Diverse mine di fabbricazione russa sono state ritrovate nelle aree urbane di Salah Eddin, al-Mashrou e Ain Zara, a sud di Tripoli, zone che nei giorni scorsi sono state liberate dall’occupazione haftariana per l’avanzata delle forze del Gna – le milizie che combattono il signore della guerra dell’Est, Khalifa Haftar, proteggendo il Governo di accordo nazionale (Gna).

Si tratta di ordigni tipo MON-50 e MON-90 o OZM-72 che sono stati usati in diversi posti del mondo (Sudan, Yemen, Ucraina) per minare parte dei territori occupati dopo la ritirata. Sono stati piazzati anche nei pressi delle abitazioni, addirittura sulle soglie degli edifici. Trappole esplosive pronte a far saltare in aria chi avrebbe rimesso piede in quelle aree.

Il governo internazionalmente riconosciuto con sede e Tripoli ha denunciato apertamente la situazione. Il portavoce delle forze tripoline dice che le milizie di Haftar “hanno piazzato diversi tipi di mine in cascine, strade principali, vie secondarie e all’entrata di case”, sostiene il testo precisando che gli ordigni “sono utilizzati contro veicoli e altri sono stati modificati per esplodere al passaggio delle persone, cosa che costituisce un grandissimi pericolo per i civili”. Questo tipo di impiego, aggiunge, delle mine “è lo stesso adottato dall’organizzazione terrorista Daesh a Sirte prima della sua liberazione nel dicembre 2016”, ricorda il portavoce riferendosi al sedicente Stato islamico (Is).

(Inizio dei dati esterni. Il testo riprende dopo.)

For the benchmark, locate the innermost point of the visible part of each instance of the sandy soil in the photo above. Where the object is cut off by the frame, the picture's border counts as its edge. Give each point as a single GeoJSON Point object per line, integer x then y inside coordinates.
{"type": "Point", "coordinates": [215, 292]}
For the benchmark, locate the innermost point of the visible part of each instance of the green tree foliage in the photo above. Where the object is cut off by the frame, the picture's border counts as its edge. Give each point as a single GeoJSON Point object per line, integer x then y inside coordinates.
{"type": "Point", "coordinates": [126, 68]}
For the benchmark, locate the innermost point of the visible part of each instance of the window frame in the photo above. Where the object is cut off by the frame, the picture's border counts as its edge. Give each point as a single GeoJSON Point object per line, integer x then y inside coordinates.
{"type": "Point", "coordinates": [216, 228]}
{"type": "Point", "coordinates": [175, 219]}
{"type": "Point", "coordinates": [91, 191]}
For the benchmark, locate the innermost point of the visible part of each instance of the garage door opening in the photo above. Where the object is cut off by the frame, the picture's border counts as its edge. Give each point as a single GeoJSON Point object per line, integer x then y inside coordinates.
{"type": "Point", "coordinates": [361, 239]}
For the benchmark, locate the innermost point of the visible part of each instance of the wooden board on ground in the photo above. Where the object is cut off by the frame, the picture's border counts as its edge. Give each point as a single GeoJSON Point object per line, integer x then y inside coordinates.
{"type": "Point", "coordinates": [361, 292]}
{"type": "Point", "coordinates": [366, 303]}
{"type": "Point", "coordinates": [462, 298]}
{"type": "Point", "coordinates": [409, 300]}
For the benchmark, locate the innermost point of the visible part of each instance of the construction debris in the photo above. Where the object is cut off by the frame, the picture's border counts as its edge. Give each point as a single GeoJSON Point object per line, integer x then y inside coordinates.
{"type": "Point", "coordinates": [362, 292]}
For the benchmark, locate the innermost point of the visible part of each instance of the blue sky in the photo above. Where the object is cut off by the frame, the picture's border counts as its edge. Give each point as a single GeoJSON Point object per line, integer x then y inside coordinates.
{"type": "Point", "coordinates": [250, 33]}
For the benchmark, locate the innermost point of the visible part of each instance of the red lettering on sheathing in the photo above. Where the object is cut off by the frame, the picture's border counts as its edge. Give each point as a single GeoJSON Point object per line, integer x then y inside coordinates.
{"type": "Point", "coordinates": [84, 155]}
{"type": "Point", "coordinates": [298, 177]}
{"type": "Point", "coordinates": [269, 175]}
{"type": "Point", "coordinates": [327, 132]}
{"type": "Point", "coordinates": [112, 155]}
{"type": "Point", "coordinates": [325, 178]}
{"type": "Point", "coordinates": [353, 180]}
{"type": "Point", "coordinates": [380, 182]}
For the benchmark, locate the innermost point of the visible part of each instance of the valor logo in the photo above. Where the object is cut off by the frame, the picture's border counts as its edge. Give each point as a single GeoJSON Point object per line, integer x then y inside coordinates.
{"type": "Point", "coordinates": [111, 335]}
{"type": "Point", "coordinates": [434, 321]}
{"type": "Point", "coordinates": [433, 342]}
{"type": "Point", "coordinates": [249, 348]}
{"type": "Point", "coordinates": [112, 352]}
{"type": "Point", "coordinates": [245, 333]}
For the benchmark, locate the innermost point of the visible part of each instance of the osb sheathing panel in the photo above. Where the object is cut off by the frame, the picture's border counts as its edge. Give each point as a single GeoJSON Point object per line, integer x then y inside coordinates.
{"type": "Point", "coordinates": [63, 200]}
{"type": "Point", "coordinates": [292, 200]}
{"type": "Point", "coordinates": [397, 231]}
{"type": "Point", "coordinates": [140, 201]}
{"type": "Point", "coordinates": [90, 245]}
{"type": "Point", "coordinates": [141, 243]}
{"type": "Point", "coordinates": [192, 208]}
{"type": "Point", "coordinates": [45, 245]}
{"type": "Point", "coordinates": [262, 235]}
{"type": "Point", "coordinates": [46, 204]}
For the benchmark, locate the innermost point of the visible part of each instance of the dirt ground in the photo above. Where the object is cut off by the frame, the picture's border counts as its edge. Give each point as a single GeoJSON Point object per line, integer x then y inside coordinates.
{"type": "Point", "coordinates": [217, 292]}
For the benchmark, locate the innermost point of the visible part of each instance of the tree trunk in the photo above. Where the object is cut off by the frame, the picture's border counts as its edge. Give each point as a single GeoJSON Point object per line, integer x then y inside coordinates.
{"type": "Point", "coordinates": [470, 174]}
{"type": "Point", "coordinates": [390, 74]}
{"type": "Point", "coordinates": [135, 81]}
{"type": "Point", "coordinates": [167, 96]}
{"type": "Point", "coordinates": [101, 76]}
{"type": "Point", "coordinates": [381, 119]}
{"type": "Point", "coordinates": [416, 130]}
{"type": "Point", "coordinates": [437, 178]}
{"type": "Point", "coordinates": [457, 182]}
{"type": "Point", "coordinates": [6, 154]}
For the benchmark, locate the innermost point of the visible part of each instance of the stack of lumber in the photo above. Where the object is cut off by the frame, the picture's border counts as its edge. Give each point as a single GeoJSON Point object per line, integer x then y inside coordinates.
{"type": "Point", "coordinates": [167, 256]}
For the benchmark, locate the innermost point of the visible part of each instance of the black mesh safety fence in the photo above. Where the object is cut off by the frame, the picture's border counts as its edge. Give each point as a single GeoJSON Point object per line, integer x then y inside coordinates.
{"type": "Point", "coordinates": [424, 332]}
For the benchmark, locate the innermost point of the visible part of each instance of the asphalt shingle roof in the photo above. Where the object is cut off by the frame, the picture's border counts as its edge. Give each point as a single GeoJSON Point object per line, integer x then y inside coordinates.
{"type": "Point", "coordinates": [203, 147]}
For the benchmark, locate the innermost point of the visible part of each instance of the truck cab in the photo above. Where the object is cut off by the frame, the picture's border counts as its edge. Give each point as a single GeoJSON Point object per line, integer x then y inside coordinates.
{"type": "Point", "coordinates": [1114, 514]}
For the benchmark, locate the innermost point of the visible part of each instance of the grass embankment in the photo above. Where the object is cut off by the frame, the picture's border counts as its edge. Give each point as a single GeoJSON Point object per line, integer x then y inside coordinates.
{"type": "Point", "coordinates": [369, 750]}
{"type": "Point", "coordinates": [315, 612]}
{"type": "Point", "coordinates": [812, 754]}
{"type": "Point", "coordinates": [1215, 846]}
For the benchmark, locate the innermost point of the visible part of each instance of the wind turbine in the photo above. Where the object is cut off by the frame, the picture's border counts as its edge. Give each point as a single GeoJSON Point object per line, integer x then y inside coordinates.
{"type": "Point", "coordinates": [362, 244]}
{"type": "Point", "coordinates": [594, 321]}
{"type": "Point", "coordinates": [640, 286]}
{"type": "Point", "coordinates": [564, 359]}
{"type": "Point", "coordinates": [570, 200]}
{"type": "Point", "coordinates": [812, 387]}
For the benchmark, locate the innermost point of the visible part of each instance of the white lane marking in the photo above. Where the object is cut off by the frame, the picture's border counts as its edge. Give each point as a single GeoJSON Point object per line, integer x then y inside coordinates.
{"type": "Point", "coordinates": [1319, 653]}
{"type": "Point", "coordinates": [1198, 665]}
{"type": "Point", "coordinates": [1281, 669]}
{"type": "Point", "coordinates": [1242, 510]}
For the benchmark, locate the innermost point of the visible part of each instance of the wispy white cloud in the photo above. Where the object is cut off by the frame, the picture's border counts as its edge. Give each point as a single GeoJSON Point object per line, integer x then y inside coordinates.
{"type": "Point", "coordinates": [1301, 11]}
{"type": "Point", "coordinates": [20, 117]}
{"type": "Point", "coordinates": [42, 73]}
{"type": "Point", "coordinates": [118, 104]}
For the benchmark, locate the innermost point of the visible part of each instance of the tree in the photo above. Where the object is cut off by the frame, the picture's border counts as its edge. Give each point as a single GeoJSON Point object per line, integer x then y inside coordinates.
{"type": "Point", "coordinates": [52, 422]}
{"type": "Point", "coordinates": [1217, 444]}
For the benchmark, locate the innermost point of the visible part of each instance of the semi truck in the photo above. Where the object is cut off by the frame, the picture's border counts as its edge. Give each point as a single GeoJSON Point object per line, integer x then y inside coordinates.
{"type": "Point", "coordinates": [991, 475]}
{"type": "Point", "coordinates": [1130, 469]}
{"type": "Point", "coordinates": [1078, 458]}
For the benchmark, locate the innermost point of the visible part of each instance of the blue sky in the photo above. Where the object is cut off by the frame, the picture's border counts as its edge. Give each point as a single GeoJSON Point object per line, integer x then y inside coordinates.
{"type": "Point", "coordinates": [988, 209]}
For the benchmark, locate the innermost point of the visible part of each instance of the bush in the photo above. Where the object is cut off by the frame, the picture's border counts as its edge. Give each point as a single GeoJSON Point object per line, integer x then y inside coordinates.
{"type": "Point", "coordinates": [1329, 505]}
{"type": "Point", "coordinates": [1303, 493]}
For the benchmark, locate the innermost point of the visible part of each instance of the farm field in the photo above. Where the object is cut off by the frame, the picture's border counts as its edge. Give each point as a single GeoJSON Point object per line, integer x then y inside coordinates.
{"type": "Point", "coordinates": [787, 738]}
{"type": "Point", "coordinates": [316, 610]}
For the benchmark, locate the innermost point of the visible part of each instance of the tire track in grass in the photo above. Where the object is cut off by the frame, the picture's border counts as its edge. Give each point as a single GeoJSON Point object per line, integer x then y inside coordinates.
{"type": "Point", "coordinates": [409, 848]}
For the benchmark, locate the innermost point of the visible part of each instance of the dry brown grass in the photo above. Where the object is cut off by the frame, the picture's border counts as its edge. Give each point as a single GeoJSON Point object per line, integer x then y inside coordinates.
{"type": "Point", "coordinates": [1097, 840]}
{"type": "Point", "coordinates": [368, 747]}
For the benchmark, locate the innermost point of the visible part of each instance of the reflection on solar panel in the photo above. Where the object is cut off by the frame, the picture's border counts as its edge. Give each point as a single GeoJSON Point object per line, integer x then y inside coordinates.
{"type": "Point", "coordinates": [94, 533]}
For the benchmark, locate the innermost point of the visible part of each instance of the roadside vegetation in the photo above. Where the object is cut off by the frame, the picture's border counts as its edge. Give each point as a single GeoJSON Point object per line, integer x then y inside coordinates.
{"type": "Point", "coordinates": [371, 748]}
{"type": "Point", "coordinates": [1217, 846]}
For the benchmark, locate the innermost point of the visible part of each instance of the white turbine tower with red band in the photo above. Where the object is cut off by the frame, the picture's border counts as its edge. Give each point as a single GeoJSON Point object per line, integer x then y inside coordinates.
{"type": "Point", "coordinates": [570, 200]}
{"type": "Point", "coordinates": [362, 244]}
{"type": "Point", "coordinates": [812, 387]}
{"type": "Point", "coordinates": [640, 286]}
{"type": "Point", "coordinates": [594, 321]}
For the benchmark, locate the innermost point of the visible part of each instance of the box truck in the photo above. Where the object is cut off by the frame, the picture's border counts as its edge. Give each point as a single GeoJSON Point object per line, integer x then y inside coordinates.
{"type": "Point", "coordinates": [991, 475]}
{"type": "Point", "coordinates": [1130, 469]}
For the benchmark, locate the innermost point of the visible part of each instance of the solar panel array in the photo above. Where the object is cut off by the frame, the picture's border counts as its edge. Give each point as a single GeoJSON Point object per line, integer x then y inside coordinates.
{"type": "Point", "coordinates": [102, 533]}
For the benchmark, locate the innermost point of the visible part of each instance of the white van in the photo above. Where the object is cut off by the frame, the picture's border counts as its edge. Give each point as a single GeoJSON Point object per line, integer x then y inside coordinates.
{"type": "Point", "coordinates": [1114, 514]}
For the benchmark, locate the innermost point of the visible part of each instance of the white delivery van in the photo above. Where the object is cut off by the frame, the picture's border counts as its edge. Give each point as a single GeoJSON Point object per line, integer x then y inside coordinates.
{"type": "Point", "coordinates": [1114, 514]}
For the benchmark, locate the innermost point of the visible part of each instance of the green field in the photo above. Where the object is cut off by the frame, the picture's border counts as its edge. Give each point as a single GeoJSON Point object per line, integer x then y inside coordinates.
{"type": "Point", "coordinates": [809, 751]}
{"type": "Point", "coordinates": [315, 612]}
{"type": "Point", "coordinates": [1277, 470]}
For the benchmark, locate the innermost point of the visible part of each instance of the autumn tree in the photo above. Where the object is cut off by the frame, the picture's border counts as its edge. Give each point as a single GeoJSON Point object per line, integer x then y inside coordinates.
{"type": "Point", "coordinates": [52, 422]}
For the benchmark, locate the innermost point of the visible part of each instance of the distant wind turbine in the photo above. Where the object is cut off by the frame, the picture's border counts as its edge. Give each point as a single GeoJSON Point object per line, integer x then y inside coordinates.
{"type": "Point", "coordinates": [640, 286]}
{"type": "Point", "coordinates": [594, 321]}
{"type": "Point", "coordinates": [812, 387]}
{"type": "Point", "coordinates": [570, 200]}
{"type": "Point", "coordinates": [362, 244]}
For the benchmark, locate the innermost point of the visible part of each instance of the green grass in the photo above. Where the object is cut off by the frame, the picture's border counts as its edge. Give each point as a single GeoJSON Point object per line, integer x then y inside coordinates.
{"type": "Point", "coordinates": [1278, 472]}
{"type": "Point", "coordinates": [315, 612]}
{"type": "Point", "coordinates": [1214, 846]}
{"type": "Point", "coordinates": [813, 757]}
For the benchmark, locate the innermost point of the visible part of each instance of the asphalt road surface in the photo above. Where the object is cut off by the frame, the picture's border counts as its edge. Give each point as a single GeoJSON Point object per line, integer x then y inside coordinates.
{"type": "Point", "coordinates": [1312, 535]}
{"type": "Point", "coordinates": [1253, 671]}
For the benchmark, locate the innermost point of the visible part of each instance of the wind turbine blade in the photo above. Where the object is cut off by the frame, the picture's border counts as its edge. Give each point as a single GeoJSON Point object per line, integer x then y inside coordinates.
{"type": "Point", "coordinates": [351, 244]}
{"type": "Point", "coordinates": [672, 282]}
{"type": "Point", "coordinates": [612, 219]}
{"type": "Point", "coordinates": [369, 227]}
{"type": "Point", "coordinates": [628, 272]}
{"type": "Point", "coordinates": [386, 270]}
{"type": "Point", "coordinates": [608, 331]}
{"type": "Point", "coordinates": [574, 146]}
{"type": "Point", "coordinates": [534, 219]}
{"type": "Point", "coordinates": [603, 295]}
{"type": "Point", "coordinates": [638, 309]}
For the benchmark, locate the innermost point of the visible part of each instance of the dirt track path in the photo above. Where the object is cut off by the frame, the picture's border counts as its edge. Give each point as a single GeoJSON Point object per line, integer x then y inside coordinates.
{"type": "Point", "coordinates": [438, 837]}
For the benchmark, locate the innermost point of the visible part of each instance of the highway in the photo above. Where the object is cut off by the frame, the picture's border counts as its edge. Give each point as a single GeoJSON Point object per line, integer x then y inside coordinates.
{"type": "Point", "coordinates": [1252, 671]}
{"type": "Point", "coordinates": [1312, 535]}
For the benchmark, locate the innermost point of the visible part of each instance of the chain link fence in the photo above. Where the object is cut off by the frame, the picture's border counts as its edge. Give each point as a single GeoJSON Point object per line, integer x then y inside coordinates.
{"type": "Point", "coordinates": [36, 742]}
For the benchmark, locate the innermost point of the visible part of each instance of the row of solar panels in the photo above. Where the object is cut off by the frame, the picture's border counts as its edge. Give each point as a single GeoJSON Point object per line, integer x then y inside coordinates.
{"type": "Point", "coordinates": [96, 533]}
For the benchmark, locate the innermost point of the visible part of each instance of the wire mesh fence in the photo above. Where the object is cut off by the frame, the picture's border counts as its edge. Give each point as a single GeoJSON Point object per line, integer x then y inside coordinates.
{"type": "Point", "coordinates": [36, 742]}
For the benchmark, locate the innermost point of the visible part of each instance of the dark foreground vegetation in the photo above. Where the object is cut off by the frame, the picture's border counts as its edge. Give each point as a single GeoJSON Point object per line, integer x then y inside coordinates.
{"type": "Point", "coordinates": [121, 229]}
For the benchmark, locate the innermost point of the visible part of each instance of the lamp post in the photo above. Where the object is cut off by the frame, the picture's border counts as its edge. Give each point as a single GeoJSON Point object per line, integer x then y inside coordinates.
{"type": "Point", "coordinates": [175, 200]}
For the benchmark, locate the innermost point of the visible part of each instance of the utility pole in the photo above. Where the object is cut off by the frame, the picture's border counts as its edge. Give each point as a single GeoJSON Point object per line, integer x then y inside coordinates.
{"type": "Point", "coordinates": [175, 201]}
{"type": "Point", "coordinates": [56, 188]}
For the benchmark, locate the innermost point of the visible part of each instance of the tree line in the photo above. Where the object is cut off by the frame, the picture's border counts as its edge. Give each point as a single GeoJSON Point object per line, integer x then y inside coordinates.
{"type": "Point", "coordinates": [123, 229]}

Mentre è in corso la bonifica, le operazioni del Gna procedono. Ora le unità del governo di Tripoli approfittano della fase di ritirata (tattica?) degli haftariani e spingono. Ci sono scontri in corso a Tawisha, a sud della capitale, dove la milizia Lna della Cirenaica ha respinto la controffensiva. Cosa che non è avvenuta ad Hamza e Yarmouk, dove sono state riconquistate due campi militari che Haftar utilizzava come avamposti tattici – il primo era caduto un anno fa circa, nelle prime settimane dell’offensiva per rovesciare il governo onusiano, il secondo a dicembre, quando il signore della guerra della Cirenaica sembrava poter conquistare la città e il paese.

Anche nell’area dell’ex aeroporto internazionale le truppe del Gna stanno sfondando le difese haftariane (proprio mentre questo articolo viene scritto, dunque non ci sono informazioni ulteriori sugli sviluppi, ndr). “Le evoluzione di questi giorni segnano un’ulteriore défaillance di Haftar e la sua campagna per la conquista di Tripoli, se non è già fallita, è a un passo dal fallimento. Chiaramente la riconquista di quei due campi militari, e se sarà dell’aeroporto, è molto importante perché permette di allargare la bolla di sicurezza attorno a Tripoli e consolidarsi in Tripolitania”, spiega Daniele Ruvinetti, che da anni segue la crisi libica.

“Resta ancora la questione di Tarhouna (città più a nord, a sudest di Tripoli, ndr)”. L’area è assediata dalle forze del Gna, capitanate dalle milizie di Misurata: da settimane si sta portando avanti una trattativa per evitare vittime civili, ma ieri sembrava partita un’operazione militare, poi fermata all’ultimo momento anche per l’intervento delle Nazioni Unite – che avevano espresso profonda preoccupazione – e degli Stati Uniti.

Ieri il segretario di Stato americano, Mike Pompeo, ha chiamato il presidente del Consiglio presidenziale libico, il premier onusiano Fayez Serraj, per esprimere preoccupazione su eventuali escalation e chiedere il contenimento della Russia dietro Haftar (linea ripresa anche dall’ambasciatore Richard Norland.

“Le trattative sono riprese, ci sono stati dei bombardamenti, ma l’attacco di terra non è più partito perché si è ritrovato uno spazio per i colloqui ed evitare spargimenti di sangue: tra l’altro da ieri il Consiglio presidenziale ha nominato un nuovo sindaco a Tarhouna, per facilitare la situazione”, aggiunge Ruvinetti.

Le operazioni dunque continuano, nonostante i ministri degli Esteri turco e russo – rispettivamente sponsor del Gna e di Haftar – abbiano chiesto pubblicamente, in modo congiunto dopo un contatto telefonico, un cessate il fuoco. “È possibile – continua Ruvinetti – che Turchia e Russia siano effettivamente in accordo, anche pensando a quello schieramento aereo fatto arrivare dai russi dalla Siria. Credo che non serva per attaccare, quanto per consolidare una presenza russa in Cirenaica ed evitare attacchi turchi più profondi”.